I find it pretty interesting that the wires weren’t done. The maintenance was stellar. The oil and transmission oil are new. No other way to describe it. After a 50 mile drive home, the engine oil still looks like it was poured out of the a Mobil 1 bottle. Oddly, it has been converted to R134.
Oh and the CD player doesn’t work though the stereo sounds great. A pretty neat time capsule.
Almost comical. I can’t see any fireworks, but it idles smoothly and then I hear a loud pop and it stumbles. Guessing that the 30 year old wires aren’t cutting it.
Well this is kind of fun. While waiting for the plug wires, I started replacing the spark plugs. I have no reason to believe that these are anything but stock, though I don’t know that to be true. They look pretty good for nearly 51k miles. For the purists, the gap was somewhere between 55 and 60 thou.
The General specs the gap at 50 thou. I’ve seen opinions as low as 40 thou. What says CF?
Also waiting for my service manual. I’ve found torque specs at 11 foot pounds. That isn’t very much. Again, what says CF?
OK, the first four plugs are done (passenger side). The only word I can use is absurd. I won’t say how long it took because it’s embarrassing. Schadenfreude prevents me from providing all the tricks that I needed to get it done, but one important one is to remove the rear wire loom from the block. Only two 3/8 head bolts that are completely impossible to see, but it provides you with enough access for 6 and 8.
One humorous item. For whatever reasons, Amazon only sells the plugs in packs of six. I assumed that they knew I’d break some but little did I know, the actual reason is losing them. I dropped the new plug for cylinder 8 multiple times but on one drop, it disappeared. No idea where it ended up. I’m sure it’ll fall out at some point and someone is going to find a brand new plug with anti-cease on it and wonder wtf?
I just had a similar issue with the stumble albeit at a bit lower rpms, and after replacing wires and plugs it was discovered that the entire Optispark had turned itself into a scale model of the rust belt. My mechanic said that because 60% of the car's miles were put on it in Flagstaff within its first two years of life that winter conditions very likely started the 30 year decline. Check your ignition coil terminals as well - those were rusted, too.
I just had a similar issue with the stumble albeit at a bit lower rpms, and after replacing wires and plugs it was discovered that the entire Optispark had turned itself into a scale model of the rust belt. My mechanic said that because 60% of the car's miles were put on it in Flagstaff within its first two years of life that winter conditions very likely started the 30 year decline. Check your ignition coil terminals as well - those were rusted, too.
Kind of hoping that won’t be the case for me but wouldn’t shock me. Might have to remove the coil to inspect it. Very well hidden.
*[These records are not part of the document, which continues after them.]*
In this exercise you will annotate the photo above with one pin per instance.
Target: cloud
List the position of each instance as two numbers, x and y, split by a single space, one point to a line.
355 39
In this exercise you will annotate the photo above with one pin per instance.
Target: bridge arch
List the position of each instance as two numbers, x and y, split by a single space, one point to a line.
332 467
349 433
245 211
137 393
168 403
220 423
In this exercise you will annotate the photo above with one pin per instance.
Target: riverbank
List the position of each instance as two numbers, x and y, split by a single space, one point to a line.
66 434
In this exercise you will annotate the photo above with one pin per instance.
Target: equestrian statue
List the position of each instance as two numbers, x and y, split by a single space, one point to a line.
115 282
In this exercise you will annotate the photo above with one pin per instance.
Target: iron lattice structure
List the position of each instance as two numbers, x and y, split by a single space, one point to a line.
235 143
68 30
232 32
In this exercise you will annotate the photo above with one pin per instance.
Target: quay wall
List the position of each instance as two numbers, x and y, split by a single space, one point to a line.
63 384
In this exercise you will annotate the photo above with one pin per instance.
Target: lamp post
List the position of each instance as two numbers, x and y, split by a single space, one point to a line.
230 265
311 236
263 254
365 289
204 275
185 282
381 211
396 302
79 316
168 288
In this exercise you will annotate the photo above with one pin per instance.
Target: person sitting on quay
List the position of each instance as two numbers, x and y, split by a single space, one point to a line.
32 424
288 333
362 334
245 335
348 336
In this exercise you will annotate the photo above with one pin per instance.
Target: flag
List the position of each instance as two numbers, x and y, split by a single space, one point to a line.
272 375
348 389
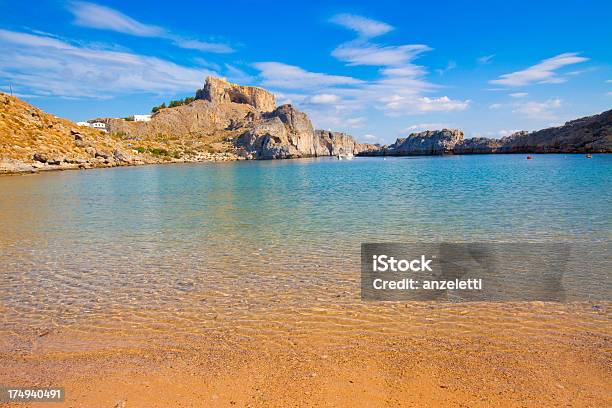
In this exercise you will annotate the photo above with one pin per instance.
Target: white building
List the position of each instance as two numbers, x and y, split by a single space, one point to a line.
142 118
99 125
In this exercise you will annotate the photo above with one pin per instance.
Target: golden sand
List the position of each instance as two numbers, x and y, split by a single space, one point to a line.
370 355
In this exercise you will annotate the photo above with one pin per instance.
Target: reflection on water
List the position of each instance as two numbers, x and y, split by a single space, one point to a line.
202 246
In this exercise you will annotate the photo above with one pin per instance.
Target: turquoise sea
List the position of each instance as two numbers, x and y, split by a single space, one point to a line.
190 241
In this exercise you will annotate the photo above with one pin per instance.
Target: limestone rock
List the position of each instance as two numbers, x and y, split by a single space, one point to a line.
218 90
430 142
281 134
330 143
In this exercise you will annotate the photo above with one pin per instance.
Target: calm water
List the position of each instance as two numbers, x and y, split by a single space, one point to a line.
177 246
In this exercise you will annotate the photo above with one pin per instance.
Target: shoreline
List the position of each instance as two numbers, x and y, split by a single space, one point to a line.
68 167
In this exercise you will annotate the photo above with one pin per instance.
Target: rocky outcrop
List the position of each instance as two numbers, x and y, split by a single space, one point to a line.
32 140
244 118
330 143
430 142
477 145
281 134
591 134
218 90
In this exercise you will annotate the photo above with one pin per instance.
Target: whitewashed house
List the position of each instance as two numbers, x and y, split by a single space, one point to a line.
99 125
142 118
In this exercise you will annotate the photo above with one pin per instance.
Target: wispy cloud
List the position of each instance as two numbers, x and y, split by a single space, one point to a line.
360 53
93 15
539 110
363 26
485 59
400 89
424 126
541 73
449 67
324 99
48 66
96 16
279 75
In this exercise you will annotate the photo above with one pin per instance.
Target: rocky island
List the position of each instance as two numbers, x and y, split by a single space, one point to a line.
592 134
226 121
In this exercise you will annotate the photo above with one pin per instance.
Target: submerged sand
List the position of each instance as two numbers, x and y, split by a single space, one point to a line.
400 354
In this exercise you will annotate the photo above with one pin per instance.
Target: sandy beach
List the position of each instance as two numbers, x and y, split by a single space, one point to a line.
411 354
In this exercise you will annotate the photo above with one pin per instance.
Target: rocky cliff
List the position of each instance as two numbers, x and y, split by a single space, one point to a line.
225 122
218 90
591 134
330 143
243 120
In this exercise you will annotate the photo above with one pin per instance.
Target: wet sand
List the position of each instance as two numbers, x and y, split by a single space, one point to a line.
414 354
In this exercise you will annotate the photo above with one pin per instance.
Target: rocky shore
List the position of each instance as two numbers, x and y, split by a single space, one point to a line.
225 121
592 134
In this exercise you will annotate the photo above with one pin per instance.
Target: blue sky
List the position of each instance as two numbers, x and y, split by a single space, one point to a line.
377 70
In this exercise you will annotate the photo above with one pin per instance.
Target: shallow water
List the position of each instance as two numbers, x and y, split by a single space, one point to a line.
246 245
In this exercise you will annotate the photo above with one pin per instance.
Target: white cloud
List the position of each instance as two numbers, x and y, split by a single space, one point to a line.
362 53
279 75
93 15
96 16
400 89
46 66
505 132
485 59
355 122
449 67
541 73
204 46
363 26
538 110
424 126
324 99
443 103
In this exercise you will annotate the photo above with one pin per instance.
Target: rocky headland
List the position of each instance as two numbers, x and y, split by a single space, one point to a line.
226 121
591 134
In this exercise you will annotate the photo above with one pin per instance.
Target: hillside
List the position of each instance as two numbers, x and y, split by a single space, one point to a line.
32 140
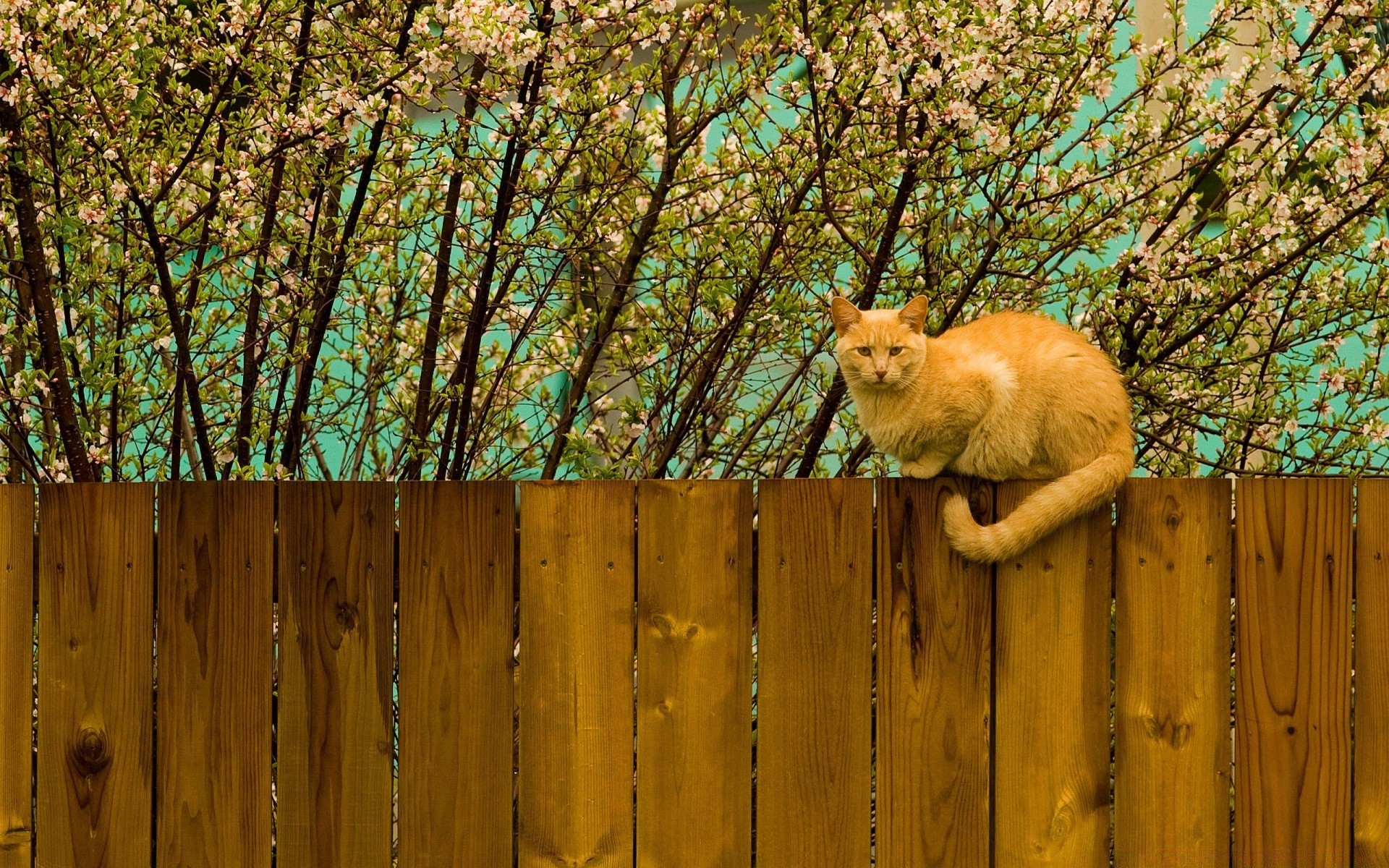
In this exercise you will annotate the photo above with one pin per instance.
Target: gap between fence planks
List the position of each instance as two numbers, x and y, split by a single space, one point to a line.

Keep an eye on where that stumble / miss happens, too. It started at that 3800 range but eventually got to the point that I had to limp the poor thing at barely above idle speeds to the shop. Got a full new distributor and its never run better or smoother, at least since I've had it.
Just to close this thread out, I finished replacing the 4 plugs on the driver’s side yesterday. Not nearly as awful as the two rears on the passenger side, but not trivial either.
The best advice that I found was to remove the middle and rear fender skirts. The middle is easy. Just 5 X 10mm bolts and then pull down from the seal. The rear skirt has a good number of 10mm bolts and two different sizes of torx bolts into the fender parts behind the wheel. There is one bolt cleverly hidden on the bottom of the rear skirt.
Once the skirts are removed, you have a direct shot at each plug using a flexible joint and about two feet of extension bars. Be SUPER careful not to cross thread the plugs.
Runs very smooth and even now. The old plug from cylinder #7 showed the same color as the others but the strap looked very white. I need to keep an eye on that one to make sure that the injector isn’t acting up.